Chemoattractant-mediated recruitment of hematopoietic cells to sites of pathogen growth or tissue damage is critical to host defense and organ homeostasis. Chemotaxis is typically considered to rely on spatial sensing, with cells following concentration gradients as long as these are present. Utilizing a microfluidic approach, we found that stable gradients of intermediate chemokines (CCL19 and CXCL12) failed to promote persistent directional migration of dendritic cells or neutrophils. Instead, rising chemokine concentrations were needed, implying that temporal sensing mechanisms controlled prolonged responses to these ligands. This behavior was found to depend on G-coupled receptor kinase-mediated negative regulation of receptor signaling and contrasted with responses to an end agonist chemoattractant (C5a), for which a stable gradient led to persistent migration. These findings identify temporal sensing as a key requirement for long-range myeloid cell migration to intermediate chemokines and provide insights into the mechanisms controlling immune cell motility in complex tissue environments.

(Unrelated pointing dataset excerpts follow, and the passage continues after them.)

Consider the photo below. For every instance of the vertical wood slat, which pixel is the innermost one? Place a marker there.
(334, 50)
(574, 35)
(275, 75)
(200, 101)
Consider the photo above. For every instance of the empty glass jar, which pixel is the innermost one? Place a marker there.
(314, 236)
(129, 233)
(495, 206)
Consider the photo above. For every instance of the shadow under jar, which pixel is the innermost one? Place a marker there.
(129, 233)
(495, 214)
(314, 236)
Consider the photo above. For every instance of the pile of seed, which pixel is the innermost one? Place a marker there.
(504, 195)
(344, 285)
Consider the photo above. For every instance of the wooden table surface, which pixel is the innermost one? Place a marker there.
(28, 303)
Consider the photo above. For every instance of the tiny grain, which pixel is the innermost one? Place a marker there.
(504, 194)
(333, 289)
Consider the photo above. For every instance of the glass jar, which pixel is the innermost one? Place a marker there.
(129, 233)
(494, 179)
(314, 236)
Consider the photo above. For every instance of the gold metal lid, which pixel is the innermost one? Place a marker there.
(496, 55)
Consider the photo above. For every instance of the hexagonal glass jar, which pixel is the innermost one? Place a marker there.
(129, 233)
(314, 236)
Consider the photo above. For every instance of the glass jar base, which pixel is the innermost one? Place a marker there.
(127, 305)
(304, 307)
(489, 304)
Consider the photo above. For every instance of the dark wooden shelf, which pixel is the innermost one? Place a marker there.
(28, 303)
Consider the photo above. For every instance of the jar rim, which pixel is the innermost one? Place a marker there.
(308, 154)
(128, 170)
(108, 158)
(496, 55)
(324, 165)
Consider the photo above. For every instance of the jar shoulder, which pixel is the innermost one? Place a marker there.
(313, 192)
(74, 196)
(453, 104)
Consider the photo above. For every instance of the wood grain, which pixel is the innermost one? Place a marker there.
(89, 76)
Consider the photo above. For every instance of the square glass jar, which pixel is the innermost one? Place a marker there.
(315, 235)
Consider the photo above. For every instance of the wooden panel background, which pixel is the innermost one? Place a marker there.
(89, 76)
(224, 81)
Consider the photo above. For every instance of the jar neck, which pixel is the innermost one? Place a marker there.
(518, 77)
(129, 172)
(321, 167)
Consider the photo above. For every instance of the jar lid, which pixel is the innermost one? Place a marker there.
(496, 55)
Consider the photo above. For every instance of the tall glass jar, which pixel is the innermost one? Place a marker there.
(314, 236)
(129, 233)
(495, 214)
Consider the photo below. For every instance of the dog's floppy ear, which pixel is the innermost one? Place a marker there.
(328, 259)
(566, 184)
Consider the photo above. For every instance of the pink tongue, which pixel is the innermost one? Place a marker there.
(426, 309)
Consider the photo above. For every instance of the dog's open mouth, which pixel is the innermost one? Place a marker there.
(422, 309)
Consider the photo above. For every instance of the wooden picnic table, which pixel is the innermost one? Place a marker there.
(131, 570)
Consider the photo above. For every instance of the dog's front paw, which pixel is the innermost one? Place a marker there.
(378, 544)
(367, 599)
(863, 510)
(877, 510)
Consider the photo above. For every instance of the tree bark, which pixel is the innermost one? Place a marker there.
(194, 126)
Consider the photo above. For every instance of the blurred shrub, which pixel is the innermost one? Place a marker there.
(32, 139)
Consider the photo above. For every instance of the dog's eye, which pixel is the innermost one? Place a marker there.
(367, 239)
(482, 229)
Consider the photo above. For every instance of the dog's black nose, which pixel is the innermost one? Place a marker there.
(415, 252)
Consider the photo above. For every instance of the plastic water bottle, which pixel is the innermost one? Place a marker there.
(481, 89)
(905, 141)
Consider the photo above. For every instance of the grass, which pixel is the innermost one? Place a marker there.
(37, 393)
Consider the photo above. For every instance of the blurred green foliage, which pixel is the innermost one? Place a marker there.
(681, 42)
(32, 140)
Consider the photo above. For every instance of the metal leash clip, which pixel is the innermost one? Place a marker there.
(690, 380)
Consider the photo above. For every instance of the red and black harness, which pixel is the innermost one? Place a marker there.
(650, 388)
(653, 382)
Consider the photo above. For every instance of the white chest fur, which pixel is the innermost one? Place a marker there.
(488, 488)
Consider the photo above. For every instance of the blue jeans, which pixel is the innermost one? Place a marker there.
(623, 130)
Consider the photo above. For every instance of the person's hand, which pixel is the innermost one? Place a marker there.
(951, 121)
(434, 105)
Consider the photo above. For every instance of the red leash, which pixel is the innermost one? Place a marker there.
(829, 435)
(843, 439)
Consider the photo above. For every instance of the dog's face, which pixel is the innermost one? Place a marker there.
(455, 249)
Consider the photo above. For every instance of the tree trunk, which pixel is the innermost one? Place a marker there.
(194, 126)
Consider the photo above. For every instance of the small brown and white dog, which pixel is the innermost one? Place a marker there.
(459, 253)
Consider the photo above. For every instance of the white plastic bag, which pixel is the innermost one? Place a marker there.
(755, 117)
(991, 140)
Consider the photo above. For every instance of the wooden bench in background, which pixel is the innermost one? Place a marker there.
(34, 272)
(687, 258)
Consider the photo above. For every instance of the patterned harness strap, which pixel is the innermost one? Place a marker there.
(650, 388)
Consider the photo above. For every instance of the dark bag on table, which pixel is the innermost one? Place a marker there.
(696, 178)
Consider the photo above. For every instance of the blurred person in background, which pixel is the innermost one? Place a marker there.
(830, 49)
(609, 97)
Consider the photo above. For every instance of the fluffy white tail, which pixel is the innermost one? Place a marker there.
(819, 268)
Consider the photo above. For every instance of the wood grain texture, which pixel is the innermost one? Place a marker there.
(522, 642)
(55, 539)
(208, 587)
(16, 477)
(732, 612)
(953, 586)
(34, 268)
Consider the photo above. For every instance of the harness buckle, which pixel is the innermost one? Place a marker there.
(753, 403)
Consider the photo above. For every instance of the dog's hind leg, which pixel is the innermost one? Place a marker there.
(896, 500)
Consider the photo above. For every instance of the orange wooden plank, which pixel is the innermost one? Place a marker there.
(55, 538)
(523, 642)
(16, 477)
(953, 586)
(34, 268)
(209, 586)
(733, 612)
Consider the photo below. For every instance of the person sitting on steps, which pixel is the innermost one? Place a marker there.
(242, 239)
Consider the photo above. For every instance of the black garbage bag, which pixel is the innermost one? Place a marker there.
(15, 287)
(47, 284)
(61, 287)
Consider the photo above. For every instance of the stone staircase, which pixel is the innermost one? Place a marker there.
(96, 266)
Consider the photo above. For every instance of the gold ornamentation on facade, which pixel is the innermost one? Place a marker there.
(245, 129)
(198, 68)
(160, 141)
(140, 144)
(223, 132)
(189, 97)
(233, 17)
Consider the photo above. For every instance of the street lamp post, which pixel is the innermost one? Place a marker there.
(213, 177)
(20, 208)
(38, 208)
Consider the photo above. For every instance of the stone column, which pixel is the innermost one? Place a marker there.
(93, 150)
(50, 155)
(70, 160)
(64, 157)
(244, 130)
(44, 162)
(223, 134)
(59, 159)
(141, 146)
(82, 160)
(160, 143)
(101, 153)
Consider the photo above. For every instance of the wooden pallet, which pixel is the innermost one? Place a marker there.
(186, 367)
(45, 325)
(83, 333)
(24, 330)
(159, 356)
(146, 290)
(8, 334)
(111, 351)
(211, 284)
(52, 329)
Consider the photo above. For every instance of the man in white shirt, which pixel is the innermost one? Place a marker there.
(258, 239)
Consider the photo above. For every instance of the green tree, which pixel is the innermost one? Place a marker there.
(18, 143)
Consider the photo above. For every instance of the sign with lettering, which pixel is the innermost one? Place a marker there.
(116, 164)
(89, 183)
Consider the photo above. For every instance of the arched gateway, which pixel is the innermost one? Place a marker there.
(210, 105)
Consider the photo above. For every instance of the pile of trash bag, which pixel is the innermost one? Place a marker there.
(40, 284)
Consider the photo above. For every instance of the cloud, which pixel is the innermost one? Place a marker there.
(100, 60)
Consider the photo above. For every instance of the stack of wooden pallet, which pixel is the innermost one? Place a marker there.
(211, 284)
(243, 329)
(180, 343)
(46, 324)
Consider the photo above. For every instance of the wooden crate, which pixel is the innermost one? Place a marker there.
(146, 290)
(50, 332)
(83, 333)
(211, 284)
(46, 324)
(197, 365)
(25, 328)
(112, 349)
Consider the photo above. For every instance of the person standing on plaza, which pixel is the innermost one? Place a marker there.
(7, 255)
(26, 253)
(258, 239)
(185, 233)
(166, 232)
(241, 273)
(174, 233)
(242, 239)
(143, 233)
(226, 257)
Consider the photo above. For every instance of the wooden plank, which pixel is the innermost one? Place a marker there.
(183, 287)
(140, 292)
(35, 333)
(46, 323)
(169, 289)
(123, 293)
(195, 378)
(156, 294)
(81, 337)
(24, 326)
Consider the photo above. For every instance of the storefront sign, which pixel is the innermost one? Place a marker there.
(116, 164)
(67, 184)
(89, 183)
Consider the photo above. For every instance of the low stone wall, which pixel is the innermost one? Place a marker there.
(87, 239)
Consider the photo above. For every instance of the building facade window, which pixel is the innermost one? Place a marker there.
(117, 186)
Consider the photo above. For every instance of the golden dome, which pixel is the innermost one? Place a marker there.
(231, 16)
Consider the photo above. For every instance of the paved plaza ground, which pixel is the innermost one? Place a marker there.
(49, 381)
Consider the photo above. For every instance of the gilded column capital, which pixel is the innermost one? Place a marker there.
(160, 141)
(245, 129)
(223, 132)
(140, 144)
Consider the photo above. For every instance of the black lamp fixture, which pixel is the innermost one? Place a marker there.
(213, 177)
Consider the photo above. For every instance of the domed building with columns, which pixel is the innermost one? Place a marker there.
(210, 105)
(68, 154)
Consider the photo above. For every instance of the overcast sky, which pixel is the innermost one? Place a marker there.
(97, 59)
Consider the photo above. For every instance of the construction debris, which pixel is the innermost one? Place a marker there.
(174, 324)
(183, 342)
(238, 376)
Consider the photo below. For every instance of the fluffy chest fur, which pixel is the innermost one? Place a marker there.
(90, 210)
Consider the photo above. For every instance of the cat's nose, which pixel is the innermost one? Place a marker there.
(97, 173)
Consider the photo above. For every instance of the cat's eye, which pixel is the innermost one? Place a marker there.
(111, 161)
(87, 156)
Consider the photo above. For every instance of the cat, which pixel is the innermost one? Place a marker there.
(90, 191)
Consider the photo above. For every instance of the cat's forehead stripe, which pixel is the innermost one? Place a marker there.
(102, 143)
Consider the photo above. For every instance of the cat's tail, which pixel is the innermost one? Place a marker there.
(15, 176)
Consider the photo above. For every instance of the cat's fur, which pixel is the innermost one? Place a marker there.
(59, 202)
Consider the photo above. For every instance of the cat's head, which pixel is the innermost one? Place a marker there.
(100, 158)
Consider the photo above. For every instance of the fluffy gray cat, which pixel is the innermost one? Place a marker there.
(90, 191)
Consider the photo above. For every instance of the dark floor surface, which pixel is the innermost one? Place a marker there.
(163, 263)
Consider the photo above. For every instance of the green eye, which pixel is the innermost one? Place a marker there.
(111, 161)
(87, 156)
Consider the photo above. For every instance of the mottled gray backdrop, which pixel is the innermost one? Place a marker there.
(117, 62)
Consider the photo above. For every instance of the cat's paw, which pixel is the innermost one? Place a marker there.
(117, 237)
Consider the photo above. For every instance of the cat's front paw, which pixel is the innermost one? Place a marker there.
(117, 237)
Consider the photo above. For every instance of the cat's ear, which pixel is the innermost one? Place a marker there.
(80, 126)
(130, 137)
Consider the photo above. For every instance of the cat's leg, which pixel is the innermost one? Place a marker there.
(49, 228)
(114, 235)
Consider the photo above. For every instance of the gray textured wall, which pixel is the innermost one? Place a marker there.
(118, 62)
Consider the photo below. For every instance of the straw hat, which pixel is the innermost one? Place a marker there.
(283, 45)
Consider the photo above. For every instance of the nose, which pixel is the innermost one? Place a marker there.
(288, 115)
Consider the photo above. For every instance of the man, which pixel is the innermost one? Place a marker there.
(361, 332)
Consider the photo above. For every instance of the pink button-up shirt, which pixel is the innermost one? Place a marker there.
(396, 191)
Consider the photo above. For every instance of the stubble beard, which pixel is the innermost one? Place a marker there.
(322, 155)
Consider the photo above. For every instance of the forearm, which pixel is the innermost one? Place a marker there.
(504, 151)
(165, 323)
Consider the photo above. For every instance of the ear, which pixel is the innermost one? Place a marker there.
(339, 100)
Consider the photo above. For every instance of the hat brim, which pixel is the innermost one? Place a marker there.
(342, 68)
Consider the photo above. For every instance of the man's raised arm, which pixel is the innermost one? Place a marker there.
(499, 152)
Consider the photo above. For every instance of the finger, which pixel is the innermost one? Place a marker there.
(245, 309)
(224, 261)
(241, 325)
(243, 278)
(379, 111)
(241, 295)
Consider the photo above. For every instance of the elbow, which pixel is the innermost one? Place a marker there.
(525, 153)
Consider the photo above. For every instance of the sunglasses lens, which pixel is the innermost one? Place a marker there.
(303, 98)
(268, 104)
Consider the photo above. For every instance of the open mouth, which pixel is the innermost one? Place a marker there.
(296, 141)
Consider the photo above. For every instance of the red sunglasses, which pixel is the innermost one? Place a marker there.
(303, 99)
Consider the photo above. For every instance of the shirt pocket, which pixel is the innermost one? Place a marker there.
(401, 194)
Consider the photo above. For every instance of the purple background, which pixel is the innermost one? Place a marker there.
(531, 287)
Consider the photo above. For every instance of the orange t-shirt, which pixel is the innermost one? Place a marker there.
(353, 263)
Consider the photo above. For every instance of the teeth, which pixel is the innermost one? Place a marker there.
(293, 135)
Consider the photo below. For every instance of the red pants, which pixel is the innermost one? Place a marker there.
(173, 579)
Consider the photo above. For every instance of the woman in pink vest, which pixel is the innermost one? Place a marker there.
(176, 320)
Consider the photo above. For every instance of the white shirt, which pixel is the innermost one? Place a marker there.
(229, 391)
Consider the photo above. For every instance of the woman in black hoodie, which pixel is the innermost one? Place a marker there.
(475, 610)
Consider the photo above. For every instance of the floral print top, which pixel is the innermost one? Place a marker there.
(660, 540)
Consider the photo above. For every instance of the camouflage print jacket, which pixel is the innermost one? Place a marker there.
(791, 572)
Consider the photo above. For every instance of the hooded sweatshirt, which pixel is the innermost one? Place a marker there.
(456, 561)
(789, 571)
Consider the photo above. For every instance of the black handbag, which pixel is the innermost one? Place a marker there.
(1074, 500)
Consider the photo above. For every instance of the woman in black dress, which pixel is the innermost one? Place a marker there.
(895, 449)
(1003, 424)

趋化因子介导造血细胞向病原体生长或组织损伤部位募集,这对宿主防御和器官稳态至关重要。趋化作用通常被认为依赖于空间感知,只要存在浓度梯度,细胞就会沿着浓度梯度移动。利用微流控方法,我们发现中间趋化因子(CCL19和CXCL12)的稳定梯度未能促进树突状细胞或中性粒细胞的持续定向迁移。相反,需要趋化因子浓度上升,这意味着时间感知机制控制着对这些配体的延长反应。发现这种行为依赖于G偶联受体激酶介导的受体信号负调控,并且与对终末激动剂趋化因子(C5a)的反应形成对比,对于C5a,稳定梯度会导致持续迁移。这些发现确定时间感知是髓样细胞向中间趋化因子进行长距离迁移的关键要求,并为控制复杂组织环境中免疫细胞运动的机制提供了见解。